Dynamic Complexity of a Delayed Spatiotemporal Predator-Prey Model

Mohamed HAFDANE^1*Nossaiba Baba¹Youssef EL FOUTAYENI²Naceur ACHTAICH¹

• ¹University of Hassan II Casablanca, Casablanca, Morocco
• ²National School of Applied Sciences of Marrakech, Cadi Ayyad University, Marrakech, Morocco

This study investigates a delayed spatiotemporal predator-prey model that incorporates key ecological mechanisms, including the Allee effect, fear-induced prey behavior, Holling type II predation with cooperative hunting, toxicity with delayed effects, and both nonlinear (for prey) and linear (for predators) fishing pressures. Using tools from the theory of partial differential equations, stability analysis, and Hopf bifurcation theory, we derive the conditions under which stable coexistence or instability emerges.

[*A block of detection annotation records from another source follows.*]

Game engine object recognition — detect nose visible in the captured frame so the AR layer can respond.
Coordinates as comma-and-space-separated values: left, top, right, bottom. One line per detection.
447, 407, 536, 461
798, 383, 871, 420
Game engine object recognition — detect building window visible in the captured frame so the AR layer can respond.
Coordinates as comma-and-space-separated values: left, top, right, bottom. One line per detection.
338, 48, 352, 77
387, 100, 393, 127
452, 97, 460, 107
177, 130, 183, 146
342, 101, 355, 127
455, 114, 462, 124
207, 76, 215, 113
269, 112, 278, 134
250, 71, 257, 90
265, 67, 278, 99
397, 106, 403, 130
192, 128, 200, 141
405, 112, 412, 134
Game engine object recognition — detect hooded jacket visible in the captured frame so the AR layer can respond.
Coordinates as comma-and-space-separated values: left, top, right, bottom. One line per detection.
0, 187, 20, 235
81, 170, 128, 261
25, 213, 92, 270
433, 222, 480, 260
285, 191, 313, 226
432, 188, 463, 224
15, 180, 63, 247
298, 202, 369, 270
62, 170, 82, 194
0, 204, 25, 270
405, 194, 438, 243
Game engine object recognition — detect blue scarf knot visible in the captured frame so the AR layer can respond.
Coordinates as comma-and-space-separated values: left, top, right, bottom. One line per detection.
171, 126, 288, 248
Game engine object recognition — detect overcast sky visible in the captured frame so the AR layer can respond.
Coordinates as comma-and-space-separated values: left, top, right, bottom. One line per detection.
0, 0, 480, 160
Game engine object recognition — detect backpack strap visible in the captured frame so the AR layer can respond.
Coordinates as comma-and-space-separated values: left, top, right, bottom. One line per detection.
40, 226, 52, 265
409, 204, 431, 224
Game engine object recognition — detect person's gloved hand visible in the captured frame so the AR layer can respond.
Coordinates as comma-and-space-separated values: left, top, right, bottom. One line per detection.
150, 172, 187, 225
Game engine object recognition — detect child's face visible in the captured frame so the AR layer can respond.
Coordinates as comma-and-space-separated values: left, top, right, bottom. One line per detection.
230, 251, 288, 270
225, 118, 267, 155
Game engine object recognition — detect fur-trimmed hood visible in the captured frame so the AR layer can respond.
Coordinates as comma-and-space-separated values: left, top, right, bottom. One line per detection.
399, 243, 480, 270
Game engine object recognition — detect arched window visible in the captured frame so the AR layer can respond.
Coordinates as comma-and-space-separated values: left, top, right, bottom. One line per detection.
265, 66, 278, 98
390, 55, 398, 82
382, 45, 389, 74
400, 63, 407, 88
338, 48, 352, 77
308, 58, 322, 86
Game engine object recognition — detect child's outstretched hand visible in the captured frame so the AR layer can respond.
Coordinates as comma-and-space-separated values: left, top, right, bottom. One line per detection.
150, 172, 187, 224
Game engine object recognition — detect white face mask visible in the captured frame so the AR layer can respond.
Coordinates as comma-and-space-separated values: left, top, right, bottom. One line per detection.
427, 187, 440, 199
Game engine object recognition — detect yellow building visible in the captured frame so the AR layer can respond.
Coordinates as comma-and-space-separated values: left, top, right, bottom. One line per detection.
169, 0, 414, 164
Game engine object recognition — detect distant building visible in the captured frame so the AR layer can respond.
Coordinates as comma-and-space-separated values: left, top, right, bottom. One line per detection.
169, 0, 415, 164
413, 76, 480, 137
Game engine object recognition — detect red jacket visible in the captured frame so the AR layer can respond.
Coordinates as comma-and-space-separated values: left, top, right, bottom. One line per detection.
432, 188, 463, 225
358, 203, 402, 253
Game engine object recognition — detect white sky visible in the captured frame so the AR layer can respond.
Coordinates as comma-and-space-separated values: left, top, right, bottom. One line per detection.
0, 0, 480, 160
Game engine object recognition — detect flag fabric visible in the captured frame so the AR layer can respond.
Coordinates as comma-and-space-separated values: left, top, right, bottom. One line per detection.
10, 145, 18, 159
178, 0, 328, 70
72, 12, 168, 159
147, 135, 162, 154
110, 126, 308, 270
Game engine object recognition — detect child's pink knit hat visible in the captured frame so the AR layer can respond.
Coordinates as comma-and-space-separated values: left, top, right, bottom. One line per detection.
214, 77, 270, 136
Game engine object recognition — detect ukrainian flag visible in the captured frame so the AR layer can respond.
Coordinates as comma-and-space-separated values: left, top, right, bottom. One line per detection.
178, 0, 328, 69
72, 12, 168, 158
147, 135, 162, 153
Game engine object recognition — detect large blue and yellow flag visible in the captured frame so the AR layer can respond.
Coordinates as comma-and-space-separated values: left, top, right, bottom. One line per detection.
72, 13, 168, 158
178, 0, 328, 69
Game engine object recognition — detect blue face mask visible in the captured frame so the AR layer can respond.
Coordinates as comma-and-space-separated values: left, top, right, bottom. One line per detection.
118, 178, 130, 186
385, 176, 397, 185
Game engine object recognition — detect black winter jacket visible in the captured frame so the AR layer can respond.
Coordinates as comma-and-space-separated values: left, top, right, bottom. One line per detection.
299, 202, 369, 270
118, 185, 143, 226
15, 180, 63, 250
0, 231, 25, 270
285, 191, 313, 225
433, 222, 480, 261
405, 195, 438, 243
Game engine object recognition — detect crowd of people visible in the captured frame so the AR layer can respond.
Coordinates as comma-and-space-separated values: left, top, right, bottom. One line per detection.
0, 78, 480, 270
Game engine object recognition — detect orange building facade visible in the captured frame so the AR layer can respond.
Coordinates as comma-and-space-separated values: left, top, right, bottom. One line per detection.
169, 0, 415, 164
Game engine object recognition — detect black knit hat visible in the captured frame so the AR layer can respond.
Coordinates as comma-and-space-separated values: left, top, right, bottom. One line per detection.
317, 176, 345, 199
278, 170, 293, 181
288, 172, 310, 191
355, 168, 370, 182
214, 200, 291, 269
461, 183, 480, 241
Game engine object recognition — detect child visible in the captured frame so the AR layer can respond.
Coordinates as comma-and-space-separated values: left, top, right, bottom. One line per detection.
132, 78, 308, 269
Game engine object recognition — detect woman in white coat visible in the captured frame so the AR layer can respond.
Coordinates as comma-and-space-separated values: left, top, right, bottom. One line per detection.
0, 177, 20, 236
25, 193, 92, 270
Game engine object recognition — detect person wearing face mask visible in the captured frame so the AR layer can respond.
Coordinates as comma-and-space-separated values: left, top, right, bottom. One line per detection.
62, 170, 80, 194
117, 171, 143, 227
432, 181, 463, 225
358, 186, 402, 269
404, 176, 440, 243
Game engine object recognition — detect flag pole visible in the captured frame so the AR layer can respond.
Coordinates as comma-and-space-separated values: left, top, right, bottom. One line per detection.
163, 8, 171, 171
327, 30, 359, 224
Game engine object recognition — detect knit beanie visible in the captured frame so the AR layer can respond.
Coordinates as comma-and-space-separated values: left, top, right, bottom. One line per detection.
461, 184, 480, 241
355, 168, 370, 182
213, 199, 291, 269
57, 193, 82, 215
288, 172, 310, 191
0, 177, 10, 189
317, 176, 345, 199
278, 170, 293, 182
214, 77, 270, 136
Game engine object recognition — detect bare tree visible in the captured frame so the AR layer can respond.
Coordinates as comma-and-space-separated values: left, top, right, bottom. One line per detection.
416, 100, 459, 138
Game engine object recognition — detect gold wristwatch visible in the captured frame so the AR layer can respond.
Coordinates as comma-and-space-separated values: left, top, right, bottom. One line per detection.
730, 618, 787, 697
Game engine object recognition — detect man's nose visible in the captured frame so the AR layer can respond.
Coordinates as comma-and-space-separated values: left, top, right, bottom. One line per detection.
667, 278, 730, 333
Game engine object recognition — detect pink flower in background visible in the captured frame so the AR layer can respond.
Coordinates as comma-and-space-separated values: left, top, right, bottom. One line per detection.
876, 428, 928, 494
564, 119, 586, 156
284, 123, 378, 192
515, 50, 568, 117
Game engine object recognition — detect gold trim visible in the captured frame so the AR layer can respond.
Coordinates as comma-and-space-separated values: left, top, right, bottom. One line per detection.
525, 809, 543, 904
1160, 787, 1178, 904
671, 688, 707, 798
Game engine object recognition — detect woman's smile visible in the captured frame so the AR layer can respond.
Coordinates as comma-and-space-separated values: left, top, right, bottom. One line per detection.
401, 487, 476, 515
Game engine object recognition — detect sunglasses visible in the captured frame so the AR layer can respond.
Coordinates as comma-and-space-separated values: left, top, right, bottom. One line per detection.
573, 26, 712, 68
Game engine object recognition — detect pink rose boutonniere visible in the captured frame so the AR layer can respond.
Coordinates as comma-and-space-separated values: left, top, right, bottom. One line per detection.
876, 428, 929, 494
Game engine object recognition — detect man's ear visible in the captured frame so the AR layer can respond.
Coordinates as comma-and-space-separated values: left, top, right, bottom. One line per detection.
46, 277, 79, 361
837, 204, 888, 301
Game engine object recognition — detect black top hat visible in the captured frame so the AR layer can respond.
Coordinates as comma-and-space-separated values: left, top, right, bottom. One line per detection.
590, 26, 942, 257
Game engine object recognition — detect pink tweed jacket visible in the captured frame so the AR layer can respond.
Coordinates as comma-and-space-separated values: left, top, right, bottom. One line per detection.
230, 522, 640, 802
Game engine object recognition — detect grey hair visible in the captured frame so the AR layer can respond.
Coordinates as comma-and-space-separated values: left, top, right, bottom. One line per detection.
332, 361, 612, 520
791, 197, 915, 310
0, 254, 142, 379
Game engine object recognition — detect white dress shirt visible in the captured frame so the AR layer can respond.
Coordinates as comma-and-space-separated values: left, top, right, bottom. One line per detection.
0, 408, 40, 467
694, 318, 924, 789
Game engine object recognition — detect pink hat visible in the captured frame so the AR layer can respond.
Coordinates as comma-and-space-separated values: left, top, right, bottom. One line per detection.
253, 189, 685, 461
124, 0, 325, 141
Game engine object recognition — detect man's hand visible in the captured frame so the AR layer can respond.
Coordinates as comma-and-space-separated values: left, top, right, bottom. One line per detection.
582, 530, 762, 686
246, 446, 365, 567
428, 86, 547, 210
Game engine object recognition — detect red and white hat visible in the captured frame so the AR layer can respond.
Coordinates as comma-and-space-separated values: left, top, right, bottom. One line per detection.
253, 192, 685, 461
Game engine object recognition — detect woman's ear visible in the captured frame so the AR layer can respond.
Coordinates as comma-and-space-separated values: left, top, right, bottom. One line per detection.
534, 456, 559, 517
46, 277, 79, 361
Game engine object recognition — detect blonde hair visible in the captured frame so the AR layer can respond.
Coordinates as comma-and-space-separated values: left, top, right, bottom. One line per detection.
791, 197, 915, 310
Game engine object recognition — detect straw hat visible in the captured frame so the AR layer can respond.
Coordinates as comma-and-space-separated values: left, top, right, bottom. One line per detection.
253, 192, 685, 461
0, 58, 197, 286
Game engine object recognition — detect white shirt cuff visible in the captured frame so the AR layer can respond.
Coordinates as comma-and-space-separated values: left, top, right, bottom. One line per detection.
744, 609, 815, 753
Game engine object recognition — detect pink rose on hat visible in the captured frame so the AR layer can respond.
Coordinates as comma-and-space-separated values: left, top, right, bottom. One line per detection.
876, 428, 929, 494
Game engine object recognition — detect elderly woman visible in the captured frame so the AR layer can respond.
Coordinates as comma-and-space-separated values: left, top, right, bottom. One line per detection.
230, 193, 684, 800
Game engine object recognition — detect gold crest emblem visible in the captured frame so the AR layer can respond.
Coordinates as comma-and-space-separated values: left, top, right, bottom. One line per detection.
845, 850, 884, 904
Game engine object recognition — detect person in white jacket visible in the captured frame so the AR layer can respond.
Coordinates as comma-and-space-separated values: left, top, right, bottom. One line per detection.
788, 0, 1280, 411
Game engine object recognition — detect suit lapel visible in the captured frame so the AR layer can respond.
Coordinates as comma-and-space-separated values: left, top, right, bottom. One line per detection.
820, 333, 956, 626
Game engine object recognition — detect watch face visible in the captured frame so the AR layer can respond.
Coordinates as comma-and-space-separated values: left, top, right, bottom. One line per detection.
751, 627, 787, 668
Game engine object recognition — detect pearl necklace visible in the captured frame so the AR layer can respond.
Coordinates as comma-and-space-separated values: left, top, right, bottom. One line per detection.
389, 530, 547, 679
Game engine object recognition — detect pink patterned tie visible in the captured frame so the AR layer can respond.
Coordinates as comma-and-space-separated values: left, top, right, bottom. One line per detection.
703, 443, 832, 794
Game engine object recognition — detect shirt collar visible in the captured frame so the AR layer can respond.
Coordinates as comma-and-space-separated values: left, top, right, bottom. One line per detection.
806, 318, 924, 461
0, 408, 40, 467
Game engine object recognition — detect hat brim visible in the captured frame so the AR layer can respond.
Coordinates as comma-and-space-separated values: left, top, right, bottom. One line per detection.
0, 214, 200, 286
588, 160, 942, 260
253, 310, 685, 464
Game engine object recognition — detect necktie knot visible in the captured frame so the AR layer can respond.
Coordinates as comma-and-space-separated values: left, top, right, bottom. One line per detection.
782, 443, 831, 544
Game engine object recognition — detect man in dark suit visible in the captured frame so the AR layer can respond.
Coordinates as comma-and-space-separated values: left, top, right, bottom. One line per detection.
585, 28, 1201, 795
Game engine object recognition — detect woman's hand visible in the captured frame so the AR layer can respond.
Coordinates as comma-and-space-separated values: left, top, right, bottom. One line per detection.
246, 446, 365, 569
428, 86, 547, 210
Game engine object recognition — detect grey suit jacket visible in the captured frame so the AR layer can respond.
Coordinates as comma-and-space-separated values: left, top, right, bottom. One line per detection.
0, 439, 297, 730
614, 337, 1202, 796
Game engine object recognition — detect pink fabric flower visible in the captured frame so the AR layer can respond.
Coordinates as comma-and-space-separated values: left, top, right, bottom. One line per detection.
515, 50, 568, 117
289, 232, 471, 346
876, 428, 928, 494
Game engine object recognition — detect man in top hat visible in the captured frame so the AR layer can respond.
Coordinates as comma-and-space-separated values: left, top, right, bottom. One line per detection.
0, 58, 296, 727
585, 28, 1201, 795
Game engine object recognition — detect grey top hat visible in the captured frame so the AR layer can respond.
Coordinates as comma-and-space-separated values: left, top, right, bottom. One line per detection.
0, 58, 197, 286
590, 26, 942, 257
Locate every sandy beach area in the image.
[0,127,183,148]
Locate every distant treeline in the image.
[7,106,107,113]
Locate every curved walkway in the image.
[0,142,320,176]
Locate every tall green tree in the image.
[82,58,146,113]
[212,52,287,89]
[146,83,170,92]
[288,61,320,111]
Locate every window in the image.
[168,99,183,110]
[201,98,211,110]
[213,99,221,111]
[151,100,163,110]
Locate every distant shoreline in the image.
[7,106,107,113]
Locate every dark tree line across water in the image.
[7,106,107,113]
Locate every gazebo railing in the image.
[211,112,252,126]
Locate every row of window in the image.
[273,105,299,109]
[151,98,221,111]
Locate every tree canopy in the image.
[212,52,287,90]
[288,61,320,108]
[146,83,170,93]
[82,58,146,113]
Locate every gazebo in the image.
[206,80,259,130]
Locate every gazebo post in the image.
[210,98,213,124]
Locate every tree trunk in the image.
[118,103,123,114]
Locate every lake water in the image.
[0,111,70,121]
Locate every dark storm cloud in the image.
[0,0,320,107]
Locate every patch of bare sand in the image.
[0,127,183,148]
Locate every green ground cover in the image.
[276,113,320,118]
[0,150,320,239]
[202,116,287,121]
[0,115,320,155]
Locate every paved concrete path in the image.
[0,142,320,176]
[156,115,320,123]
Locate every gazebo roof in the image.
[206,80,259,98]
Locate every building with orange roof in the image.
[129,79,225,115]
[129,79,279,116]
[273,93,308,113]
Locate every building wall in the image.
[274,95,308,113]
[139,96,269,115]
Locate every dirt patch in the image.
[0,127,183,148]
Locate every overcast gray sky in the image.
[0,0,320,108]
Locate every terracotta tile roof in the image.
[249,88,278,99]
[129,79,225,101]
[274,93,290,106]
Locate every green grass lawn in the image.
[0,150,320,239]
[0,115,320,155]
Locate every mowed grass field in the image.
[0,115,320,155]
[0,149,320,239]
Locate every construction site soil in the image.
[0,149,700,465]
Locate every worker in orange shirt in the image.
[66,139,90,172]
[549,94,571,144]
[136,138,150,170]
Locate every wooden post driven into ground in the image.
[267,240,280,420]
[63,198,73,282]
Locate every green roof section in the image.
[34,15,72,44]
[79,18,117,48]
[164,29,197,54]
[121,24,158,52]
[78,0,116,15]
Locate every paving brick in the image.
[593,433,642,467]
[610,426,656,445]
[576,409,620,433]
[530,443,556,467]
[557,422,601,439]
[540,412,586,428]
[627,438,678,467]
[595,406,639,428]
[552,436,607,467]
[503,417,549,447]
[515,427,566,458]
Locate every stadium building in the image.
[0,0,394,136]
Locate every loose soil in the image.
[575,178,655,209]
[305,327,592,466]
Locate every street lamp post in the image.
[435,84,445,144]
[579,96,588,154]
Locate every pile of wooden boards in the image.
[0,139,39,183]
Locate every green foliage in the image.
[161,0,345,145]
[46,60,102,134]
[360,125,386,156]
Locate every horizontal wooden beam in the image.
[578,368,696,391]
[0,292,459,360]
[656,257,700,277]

Our results reveal that system stability is maintained below a critical delay threshold, beyond which oscillatory dynamics arise. In the spatial domain, diffusion can either stabilize populations or lead to heterogeneous patterns such as Turing structures and predator-prey segregation, particularly when diffusion is low and delays are significant. Numerical simulations support and illustrate the analytical findings, showing a variety of dynamic behaviors consistent with observed ecological patterns. This work highlights how the interplay between ecological processes, time delays, and spatial effects governs predator-prey dynamics and offers insights relevant to ecosystem management.